For Bowling, The Alley’s annual Thanksgiving meal has become her holiday tradition.
“These people are my family and this is what I do on Thanksgiving now,” she said, adding her family is so big they host Thanksgiving prior to the holiday. “I would absolutely have it no other way.”
Amber Ingalsbe, a board member at The Alley, said she looks forward to the meal each year because she knows people need it, particularly those who are or have been addicted to drugs. She can sympathize because she has been there, she said.
“I know when I was in active addiction I was too ashamed to go home for the holidays and be around,” she said. “Here, they can come and it doesn’t matter and we won’t judge them, but just greet them with open arms, feed them and love them.”

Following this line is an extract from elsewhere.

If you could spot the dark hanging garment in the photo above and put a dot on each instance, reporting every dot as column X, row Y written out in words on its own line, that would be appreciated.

Ingalsbe shared a story of the church’s ministry not only on Thanksgiving, but throughout the year. She said a boy with younger brothers came by shortly after she started volunteering.
“I asked them what they wanted to eat thinking they’d be picky,” she said. “The boy said he didn’t care, they just needed something to eat.”
It was a powerful moment for Ingalsbe and it’s why she finds herself committed to serving a free meal to those in need on a holiday where she could be at home with her family.
“I’d probably be cooking at home, but since I’m helping here, my family is going to have Thanksgiving on Sunday,” she said. “I’m thankful for my relationship with Jesus Christ, my sobriety and my family. That’s all that matters.”
Wagoner said his favorite part about helping at The Alley through its meal ministry is the fact they will accept anyone without hesitation.
“You can come here no matter what and with whatever has gone on in your life,” he said. “That’s the beauty of it. We accept you wherever you’re at.”